Catholic World News News Feature
Angry scientists protest Pope's visit to Roman university January 14, 2008
A group of Italian academics have protested plans for a visit by Pope Benedict XVI to a leading university in Rome, charging that the Pope should not be honored in an academic setting because he has shown hostility toward scientific advance.
Some 67 professors signed a protest statement calling for cancellation of a visit by the Holy Father to La Sapienza university on January 17. Led by Andrea Frova, a physics professor at La Sapienza, the protesters said it would be "inappropriate" for an institution committed to scientific progress to honor the Pope, arguing that the Church has worked to suppress science.
To bolster their position, the 67 protesters cite a 1990 speech in which then-Cardinal Ratzinger defended the Church's disciplinary action against Galileo in 1633. In that talk, the future Pope cited the verdict of the agnostic scholar Paul Feyerabend, who said: "The Church in the age of Galileo clung to reason more than Galileo himself did." He found that the heresy verdict against Galileo was, by the standards of the times, "rational and just."
Although he did not endorse Feyerabend's conclusion-- Pope John Paul II had already acknowledged that the Church erred in condemning Galileo-- Cardinal Ratzinger did stress that the Church was not hostile to science, and in fact Galileo continued his investigations, with support from the hierarchy, even after his trial.
The thrust of Cardinal Ratzinger's speech in 1990 was to show how the Enlightenment era had created an artificial rift between faith and reason.

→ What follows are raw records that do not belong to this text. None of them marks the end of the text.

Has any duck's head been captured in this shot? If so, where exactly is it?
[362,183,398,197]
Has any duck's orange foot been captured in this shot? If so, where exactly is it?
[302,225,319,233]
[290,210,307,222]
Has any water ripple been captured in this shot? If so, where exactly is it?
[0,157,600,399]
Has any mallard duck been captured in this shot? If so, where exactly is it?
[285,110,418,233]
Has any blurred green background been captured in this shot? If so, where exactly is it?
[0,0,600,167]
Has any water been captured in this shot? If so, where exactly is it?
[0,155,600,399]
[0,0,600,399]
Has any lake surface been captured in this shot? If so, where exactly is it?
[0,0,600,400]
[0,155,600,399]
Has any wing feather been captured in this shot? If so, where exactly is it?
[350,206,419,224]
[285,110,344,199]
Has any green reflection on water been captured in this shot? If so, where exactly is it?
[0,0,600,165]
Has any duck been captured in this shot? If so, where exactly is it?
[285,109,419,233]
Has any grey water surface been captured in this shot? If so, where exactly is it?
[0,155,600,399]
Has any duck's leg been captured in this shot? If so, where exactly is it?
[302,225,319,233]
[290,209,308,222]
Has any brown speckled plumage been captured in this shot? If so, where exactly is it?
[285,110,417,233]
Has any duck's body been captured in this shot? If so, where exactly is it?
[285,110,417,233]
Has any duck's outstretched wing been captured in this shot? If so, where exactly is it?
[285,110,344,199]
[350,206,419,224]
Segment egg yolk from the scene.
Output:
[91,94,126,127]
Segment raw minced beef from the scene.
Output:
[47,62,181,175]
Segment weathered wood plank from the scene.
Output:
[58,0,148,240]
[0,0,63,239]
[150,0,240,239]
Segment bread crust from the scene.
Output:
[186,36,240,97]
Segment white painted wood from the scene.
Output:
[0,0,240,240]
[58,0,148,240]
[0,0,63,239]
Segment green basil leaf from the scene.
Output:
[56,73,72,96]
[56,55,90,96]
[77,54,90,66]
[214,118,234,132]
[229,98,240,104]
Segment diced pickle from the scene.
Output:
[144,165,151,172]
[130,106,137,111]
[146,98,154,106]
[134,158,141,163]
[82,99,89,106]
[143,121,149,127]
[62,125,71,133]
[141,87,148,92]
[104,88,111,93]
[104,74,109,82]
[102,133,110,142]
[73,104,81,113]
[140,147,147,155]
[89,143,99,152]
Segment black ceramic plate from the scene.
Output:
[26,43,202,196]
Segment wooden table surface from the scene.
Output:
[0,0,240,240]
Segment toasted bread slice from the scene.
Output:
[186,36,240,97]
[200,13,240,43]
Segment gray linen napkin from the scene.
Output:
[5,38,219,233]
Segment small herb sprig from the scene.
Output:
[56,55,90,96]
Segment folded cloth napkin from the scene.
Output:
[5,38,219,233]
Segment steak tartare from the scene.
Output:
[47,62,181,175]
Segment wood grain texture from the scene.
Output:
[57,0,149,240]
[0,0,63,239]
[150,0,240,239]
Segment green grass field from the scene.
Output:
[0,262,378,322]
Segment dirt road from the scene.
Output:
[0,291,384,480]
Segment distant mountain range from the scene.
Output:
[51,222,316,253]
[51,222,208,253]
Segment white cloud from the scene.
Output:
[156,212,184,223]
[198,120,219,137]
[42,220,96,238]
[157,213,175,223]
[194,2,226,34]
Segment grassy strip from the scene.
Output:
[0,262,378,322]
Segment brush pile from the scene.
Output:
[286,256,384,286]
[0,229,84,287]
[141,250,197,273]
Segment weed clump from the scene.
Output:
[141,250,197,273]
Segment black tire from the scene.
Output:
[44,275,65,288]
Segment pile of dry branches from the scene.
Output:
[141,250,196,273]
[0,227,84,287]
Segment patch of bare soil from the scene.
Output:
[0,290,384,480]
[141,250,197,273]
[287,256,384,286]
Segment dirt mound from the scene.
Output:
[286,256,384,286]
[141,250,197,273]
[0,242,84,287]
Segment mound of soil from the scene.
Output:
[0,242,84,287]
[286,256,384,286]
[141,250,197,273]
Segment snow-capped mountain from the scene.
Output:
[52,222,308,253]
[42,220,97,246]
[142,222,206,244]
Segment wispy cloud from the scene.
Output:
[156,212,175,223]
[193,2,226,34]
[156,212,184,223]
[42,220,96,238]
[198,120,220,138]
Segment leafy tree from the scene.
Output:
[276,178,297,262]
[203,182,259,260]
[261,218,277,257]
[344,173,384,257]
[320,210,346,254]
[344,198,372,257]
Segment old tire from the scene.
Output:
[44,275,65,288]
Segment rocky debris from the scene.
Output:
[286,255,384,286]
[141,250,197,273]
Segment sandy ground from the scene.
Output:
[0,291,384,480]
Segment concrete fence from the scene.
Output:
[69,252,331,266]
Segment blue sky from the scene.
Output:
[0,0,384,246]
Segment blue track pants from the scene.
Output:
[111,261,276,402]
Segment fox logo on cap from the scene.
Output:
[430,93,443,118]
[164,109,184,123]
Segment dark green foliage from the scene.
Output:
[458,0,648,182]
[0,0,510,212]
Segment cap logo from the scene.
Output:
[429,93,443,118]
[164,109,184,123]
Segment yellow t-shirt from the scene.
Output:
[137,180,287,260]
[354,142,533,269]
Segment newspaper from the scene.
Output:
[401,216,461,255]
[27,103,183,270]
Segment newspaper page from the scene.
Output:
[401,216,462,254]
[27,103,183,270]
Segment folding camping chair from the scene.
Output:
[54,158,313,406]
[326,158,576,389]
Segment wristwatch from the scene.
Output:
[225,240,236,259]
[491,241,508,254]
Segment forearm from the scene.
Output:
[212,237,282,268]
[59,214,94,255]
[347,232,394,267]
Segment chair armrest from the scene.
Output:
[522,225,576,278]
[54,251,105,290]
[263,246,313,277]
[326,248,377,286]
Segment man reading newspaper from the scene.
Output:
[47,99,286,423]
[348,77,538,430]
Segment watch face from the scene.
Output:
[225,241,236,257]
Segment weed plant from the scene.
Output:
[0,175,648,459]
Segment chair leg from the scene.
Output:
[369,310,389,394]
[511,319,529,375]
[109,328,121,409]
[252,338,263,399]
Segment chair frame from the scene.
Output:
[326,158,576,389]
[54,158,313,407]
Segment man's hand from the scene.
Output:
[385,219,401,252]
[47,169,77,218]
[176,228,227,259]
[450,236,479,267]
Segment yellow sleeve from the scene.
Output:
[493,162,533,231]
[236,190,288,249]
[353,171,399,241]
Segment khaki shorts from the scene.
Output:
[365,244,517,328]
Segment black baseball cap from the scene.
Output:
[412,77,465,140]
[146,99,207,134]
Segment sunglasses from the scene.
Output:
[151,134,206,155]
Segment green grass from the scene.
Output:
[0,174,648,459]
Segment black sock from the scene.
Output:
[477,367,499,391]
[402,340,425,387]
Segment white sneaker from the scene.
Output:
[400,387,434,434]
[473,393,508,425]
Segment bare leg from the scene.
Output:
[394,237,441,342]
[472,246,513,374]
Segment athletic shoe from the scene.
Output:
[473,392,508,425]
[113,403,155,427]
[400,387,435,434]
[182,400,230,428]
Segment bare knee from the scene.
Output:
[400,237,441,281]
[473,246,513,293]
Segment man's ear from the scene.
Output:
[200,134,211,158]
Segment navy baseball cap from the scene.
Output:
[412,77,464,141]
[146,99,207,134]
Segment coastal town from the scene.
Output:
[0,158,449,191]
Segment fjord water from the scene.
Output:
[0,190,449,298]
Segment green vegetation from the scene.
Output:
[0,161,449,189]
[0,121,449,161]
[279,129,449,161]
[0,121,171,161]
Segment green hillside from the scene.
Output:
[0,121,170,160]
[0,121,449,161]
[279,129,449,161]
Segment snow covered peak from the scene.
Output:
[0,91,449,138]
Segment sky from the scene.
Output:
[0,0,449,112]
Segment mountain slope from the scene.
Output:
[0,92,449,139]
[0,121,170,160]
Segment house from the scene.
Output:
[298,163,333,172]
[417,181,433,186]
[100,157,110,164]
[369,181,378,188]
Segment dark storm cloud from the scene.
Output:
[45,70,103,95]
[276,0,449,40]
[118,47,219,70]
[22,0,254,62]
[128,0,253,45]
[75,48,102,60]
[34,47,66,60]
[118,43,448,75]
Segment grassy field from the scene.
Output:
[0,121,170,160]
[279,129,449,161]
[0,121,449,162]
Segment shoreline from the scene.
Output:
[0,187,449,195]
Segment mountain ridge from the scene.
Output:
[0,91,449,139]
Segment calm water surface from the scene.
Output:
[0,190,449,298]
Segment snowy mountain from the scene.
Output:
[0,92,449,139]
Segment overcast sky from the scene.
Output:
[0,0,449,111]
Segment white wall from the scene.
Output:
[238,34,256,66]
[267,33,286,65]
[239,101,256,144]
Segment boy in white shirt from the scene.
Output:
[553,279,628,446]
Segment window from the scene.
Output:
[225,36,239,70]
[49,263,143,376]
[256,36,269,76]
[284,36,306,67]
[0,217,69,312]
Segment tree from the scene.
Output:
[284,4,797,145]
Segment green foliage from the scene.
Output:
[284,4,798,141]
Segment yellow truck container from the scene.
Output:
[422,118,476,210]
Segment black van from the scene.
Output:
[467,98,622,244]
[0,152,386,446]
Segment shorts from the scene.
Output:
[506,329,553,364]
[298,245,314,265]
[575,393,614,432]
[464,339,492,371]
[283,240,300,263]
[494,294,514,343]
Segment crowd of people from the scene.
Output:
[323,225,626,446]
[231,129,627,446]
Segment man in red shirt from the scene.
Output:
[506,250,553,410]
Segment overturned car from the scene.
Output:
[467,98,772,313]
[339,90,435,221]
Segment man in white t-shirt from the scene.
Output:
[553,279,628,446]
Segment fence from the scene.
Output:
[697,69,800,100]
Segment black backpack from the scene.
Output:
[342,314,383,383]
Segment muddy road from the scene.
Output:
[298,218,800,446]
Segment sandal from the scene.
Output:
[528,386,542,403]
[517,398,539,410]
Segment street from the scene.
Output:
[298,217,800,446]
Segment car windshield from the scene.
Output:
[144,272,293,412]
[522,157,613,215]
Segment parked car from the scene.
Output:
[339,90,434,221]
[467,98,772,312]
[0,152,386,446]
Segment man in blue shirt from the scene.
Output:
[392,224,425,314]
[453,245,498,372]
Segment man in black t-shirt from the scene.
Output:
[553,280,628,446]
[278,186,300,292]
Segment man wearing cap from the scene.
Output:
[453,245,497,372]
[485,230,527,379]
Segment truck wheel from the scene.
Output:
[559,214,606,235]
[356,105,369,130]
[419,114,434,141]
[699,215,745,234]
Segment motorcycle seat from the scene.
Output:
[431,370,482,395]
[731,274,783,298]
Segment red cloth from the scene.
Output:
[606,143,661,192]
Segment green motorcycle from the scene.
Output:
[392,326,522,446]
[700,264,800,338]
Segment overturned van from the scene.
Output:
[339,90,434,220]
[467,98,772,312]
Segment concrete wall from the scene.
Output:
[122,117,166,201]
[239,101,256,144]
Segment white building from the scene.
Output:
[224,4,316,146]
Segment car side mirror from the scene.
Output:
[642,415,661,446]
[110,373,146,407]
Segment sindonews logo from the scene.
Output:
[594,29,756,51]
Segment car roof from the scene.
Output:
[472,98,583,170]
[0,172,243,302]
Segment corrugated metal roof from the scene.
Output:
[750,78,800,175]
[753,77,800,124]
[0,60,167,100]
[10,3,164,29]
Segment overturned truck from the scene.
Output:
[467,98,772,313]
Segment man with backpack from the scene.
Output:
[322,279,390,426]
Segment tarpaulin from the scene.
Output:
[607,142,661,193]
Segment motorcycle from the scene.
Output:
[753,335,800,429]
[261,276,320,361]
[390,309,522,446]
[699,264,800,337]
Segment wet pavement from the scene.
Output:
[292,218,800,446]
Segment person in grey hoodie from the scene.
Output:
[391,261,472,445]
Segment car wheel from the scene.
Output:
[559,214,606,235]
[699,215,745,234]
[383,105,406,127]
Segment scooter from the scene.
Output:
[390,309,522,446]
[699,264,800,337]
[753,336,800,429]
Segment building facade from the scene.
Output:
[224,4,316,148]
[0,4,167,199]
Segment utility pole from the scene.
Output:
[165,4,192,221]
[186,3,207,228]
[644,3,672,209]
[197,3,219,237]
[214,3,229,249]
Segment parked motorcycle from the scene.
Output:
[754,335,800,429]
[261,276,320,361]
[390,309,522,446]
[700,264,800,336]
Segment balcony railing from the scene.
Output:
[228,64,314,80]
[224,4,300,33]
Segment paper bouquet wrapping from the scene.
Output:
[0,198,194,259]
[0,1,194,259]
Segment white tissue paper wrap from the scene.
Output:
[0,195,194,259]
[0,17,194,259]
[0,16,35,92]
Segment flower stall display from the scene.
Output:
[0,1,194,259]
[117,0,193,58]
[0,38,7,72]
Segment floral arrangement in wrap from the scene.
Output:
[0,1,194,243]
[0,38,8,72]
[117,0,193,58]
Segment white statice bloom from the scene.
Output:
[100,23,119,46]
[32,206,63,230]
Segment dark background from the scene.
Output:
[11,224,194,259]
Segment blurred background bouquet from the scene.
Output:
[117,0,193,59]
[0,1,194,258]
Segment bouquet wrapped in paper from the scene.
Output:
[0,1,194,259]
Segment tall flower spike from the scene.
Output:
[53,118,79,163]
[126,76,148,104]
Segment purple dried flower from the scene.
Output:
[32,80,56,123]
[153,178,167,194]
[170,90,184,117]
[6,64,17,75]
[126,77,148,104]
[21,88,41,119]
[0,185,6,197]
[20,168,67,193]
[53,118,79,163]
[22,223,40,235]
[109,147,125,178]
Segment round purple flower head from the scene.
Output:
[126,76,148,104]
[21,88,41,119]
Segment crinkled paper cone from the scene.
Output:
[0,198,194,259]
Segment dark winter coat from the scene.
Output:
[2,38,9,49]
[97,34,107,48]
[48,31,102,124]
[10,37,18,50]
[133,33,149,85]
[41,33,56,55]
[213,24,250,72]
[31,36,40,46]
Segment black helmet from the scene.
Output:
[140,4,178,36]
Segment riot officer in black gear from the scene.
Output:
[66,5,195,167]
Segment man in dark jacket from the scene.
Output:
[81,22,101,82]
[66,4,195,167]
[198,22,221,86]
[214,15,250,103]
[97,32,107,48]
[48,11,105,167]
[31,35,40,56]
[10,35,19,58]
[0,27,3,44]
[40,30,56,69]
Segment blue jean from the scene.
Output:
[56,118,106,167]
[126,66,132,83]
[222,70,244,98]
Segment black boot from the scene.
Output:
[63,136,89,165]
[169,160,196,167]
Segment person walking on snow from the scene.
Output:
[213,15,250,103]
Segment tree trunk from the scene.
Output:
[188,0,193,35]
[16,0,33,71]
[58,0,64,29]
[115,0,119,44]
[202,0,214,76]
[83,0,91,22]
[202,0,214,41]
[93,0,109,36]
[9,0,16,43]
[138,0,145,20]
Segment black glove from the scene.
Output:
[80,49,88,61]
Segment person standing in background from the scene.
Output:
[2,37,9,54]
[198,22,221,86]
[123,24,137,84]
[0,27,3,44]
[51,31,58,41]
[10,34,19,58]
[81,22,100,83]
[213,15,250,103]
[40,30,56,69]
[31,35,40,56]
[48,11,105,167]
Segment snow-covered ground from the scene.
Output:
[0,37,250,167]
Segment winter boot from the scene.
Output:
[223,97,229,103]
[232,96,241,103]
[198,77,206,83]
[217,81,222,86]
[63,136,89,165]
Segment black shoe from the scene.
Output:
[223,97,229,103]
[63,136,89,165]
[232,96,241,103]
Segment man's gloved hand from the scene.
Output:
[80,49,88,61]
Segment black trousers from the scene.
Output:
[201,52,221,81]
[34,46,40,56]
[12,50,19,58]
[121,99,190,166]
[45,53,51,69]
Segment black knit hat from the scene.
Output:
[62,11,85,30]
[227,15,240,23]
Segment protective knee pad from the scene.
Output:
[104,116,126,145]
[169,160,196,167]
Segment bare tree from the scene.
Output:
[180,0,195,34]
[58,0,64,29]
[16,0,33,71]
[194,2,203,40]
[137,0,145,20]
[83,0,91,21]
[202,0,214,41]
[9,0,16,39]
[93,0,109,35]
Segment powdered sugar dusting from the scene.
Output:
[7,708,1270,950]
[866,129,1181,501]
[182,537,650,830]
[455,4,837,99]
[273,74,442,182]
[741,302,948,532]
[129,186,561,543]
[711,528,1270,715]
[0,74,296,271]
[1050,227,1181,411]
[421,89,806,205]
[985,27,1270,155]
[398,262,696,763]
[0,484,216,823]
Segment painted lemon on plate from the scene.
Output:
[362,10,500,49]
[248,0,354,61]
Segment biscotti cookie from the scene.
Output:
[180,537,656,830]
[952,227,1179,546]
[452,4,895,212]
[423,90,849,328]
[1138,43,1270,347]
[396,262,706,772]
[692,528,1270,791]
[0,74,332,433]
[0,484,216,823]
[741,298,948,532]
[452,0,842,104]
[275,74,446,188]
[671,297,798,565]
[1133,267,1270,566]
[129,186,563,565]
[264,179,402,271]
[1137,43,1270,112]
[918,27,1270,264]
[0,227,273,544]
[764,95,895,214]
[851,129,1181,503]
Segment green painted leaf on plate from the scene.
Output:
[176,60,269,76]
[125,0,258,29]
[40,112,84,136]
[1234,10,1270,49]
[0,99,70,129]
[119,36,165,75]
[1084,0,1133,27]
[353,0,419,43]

He argued that the Galileo trial, "which was little considered in the 18th century, was elevated to a myth of the Enlightenment in the century that followed."
The protests against the Pope's visit to La Sapienza have echoed that hostility toward religious faith, claiming that the Church today still suppresses scientific progress. Ironically, to protest that alleged restraint on free inquiry, the group asked university officials to prevent a speech by the Roman Pontiff. Vatican Radio, describing the protests as unworthy of academic life, questioned whether the professors were displaying the "tolerance" that they proclaimed.
The dean of the university has said that he will not cancel the Pope's visit. But protests at the school are planned throughout the week, with critics posting anti-clerical slogans around the campus and organizing a "homo-cession"-- a parade of homosexuals and lesbians-- to protest Church teachings.